The earlier-than-expected steps to deploy the Terminal High Altitude Area Defence (THAAD) system was also denounced by North Korea even as South Korea's presidential election are on May 9, 2017.
South Korea's Defence Ministry indicated elements of THAAD were moved to the deployment site, on what had been a golf course, about 250 km south of the capital, Seoul.
The battery was expected to be operational by the end of the year, it said.
The United States and South Korea agreed in 2016 to deploy the THAAD to counter the threat of missile launches by North Korea. They say it is solely aimed at defending against North Korea.
But China says the system's advanced radar can penetrate deep into its territory and undermine its security, while it will do little to deter the North, and is adamant in its opposition.
China is North Korea's sole major ally and is seen as crucial to US-led efforts to rein in North Korea.
The United States began moving the first elements of the system to South Korea in March after the North tested four ballistic missiles.
South Korea has accused China of discriminating against some South Korean companies operating in China because of the deployment.
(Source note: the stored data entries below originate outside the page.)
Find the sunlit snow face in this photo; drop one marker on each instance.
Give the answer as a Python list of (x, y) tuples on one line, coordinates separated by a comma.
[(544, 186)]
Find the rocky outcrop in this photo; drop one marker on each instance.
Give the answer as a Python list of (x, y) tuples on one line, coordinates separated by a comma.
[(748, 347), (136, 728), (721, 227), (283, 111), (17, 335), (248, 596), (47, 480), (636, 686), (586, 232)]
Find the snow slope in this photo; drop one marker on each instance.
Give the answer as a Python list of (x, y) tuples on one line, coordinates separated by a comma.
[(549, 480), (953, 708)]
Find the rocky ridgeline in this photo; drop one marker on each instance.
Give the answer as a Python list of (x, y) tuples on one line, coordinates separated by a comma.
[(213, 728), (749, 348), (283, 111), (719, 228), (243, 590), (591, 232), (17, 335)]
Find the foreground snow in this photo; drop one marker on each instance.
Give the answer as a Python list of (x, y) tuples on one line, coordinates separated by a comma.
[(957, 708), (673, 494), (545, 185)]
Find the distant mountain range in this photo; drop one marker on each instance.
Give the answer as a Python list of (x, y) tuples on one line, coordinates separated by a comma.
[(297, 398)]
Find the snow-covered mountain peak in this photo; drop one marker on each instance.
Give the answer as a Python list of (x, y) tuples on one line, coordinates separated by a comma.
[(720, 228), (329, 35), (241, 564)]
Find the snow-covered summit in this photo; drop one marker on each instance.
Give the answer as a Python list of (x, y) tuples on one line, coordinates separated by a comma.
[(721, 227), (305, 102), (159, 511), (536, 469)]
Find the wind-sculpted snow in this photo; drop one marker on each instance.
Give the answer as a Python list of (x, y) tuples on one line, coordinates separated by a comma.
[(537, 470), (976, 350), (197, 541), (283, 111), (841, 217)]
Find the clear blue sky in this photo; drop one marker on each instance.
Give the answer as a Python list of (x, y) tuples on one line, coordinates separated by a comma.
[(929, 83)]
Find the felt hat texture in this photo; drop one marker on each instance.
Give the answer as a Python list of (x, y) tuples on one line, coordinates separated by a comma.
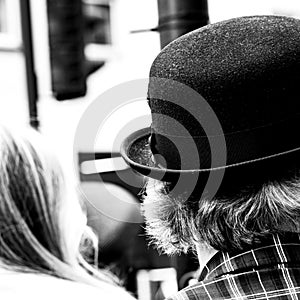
[(243, 76)]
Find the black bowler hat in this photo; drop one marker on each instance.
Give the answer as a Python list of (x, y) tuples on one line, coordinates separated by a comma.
[(222, 97)]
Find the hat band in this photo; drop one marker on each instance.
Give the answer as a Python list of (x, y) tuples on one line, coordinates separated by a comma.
[(194, 152)]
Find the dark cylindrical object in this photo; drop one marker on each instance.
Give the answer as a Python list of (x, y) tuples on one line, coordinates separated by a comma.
[(29, 62), (66, 36), (177, 17)]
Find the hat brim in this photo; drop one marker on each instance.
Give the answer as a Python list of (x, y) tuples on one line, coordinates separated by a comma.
[(137, 153)]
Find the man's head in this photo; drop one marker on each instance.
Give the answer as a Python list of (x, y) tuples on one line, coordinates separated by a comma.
[(224, 105)]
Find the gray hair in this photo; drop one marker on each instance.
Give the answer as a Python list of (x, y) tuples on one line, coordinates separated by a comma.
[(227, 222)]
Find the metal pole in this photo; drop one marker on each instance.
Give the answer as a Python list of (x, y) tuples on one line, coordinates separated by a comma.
[(32, 90)]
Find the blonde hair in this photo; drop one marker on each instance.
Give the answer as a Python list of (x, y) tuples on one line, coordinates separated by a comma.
[(32, 195)]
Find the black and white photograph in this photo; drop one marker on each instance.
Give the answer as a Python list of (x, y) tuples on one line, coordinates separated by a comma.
[(149, 149)]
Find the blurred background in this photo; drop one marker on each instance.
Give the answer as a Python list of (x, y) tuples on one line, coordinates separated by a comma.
[(57, 57)]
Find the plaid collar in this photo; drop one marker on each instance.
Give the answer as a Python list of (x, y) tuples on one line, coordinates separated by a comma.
[(265, 254)]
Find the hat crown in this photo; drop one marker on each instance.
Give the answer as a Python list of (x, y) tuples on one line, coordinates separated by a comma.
[(247, 69)]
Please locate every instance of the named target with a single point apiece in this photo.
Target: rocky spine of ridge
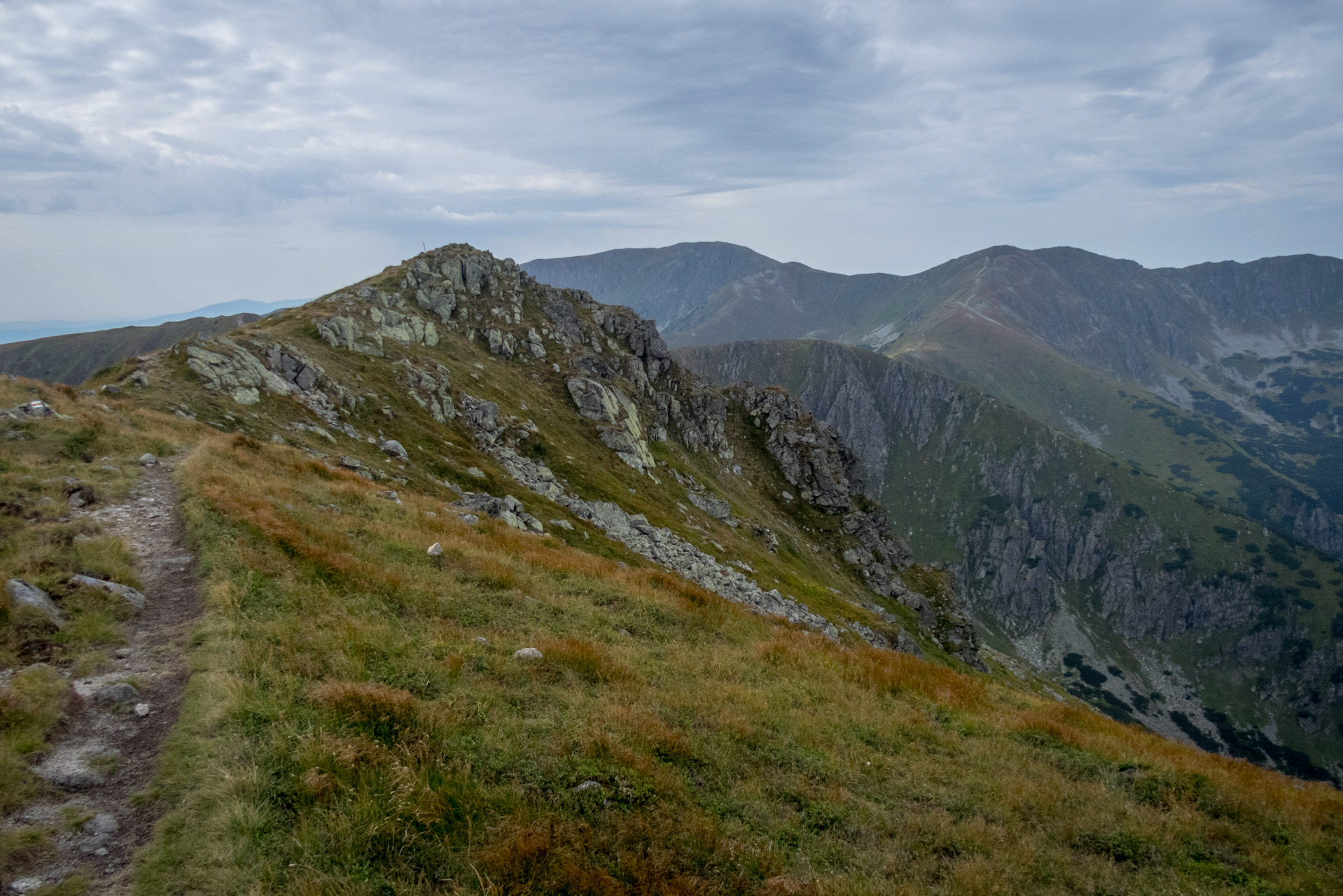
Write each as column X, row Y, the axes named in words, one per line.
column 620, row 375
column 1059, row 568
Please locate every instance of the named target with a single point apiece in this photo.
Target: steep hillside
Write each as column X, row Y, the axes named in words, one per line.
column 74, row 358
column 473, row 624
column 660, row 284
column 1223, row 377
column 1211, row 629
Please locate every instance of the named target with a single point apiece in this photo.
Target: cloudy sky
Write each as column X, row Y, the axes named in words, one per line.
column 160, row 156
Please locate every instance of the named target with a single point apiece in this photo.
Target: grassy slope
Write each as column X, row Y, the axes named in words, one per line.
column 933, row 496
column 42, row 546
column 347, row 732
column 1059, row 393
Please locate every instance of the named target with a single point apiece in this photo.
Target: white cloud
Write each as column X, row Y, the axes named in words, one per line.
column 854, row 136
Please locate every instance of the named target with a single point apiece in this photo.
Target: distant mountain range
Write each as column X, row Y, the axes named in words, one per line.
column 1224, row 379
column 25, row 331
column 73, row 358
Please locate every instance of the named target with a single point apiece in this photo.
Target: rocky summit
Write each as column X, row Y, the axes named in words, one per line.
column 458, row 582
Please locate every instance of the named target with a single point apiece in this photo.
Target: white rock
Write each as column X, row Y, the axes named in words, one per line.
column 125, row 592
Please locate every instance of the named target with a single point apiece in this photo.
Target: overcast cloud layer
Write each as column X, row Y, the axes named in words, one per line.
column 160, row 156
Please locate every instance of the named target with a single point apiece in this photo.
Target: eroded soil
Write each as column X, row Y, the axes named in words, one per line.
column 106, row 752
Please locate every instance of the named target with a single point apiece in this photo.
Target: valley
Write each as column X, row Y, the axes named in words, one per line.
column 499, row 596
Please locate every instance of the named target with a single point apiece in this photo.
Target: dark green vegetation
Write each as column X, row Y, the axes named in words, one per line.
column 359, row 723
column 76, row 358
column 1220, row 628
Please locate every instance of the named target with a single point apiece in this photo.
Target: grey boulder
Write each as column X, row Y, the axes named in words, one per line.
column 125, row 592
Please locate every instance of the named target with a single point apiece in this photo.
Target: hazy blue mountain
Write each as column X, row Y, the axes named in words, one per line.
column 660, row 284
column 25, row 331
column 1225, row 379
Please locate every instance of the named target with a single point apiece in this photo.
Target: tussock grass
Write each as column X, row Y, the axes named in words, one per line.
column 347, row 734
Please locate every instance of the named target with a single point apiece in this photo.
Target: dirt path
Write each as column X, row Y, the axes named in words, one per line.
column 108, row 752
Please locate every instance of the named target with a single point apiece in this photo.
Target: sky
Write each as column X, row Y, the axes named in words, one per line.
column 162, row 156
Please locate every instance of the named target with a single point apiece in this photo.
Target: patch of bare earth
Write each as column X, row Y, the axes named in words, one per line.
column 106, row 752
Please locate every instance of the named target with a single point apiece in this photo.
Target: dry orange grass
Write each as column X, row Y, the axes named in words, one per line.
column 734, row 754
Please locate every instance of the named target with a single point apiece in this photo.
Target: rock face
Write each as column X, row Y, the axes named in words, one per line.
column 26, row 596
column 508, row 510
column 1057, row 547
column 123, row 592
column 618, row 419
column 813, row 457
column 660, row 284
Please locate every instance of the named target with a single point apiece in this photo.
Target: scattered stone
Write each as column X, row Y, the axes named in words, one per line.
column 27, row 596
column 120, row 692
column 101, row 824
column 718, row 508
column 125, row 592
column 508, row 510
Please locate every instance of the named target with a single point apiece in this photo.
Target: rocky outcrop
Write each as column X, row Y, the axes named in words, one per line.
column 826, row 475
column 633, row 530
column 617, row 418
column 34, row 598
column 1063, row 548
column 230, row 368
column 124, row 592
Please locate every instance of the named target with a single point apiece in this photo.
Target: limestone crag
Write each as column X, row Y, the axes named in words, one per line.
column 828, row 475
column 507, row 508
column 431, row 390
column 633, row 530
column 618, row 419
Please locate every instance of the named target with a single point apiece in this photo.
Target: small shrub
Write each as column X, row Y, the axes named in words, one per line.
column 374, row 708
column 83, row 444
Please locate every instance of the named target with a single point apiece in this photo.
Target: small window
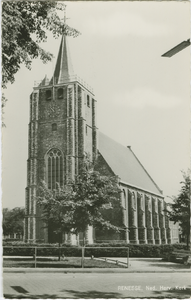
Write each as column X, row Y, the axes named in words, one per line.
column 133, row 200
column 54, row 127
column 60, row 94
column 88, row 100
column 48, row 95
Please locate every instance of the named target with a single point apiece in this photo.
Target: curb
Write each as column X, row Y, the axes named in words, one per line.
column 92, row 270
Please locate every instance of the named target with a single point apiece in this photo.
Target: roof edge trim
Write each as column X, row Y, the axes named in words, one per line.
column 140, row 189
column 145, row 171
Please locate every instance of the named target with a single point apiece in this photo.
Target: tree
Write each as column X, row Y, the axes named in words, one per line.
column 180, row 208
column 73, row 207
column 13, row 220
column 24, row 25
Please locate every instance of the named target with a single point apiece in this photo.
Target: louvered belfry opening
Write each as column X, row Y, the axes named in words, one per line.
column 55, row 168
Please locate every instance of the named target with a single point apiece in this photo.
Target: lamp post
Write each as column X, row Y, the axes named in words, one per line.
column 170, row 53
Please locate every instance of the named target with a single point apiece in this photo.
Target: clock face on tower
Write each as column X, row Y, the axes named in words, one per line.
column 52, row 110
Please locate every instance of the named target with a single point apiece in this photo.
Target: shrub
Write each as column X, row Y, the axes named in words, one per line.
column 97, row 250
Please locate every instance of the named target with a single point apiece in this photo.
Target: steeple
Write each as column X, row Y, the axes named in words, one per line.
column 64, row 70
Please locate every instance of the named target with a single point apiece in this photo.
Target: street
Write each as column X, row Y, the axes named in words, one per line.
column 94, row 285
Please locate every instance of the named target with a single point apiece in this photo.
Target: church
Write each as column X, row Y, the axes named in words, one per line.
column 62, row 129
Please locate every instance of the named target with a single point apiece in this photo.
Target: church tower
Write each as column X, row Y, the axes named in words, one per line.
column 62, row 130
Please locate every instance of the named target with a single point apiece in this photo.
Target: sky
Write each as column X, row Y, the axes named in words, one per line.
column 143, row 99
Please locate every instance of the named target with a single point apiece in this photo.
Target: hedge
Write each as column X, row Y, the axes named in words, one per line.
column 97, row 250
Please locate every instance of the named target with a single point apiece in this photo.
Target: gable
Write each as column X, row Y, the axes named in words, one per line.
column 123, row 162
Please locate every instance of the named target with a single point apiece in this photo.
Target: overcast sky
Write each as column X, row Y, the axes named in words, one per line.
column 143, row 99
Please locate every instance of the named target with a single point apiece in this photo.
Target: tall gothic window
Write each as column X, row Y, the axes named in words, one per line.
column 55, row 168
column 48, row 95
column 60, row 93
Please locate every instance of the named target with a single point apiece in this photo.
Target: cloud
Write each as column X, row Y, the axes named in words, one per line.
column 143, row 97
column 124, row 23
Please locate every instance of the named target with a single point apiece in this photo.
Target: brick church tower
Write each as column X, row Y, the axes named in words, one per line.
column 62, row 129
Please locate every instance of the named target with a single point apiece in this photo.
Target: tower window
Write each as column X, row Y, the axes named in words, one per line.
column 48, row 95
column 60, row 94
column 54, row 168
column 54, row 127
column 88, row 100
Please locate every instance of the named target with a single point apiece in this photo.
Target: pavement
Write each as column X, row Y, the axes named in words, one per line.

The United States and North Korea have been stepping up warnings to each other in recent weeks over North Korea's development of nuclear weapons and missiles in defiance of UN resolutions.
North Korea says it needs the weapons to defend itself and has vowed to strike the United States and its Asian allies at the first sign of any attack on it.
The United States is sending the USS Carl Vinson carrier strike group to waters off the Korean peninsula, where it will join the USS Michigan, a nuclear submarine that docked in South Korea.
South Korea's navy has said it will hold drills with the U.S. strike group.
Kim Jong-un had supervised the country's “largest-ever” live-fire drill to mark 25th April''s 85th founding anniversary of its military, with more than 300 large-calibre, self-propelled artillery pieces on its east coast.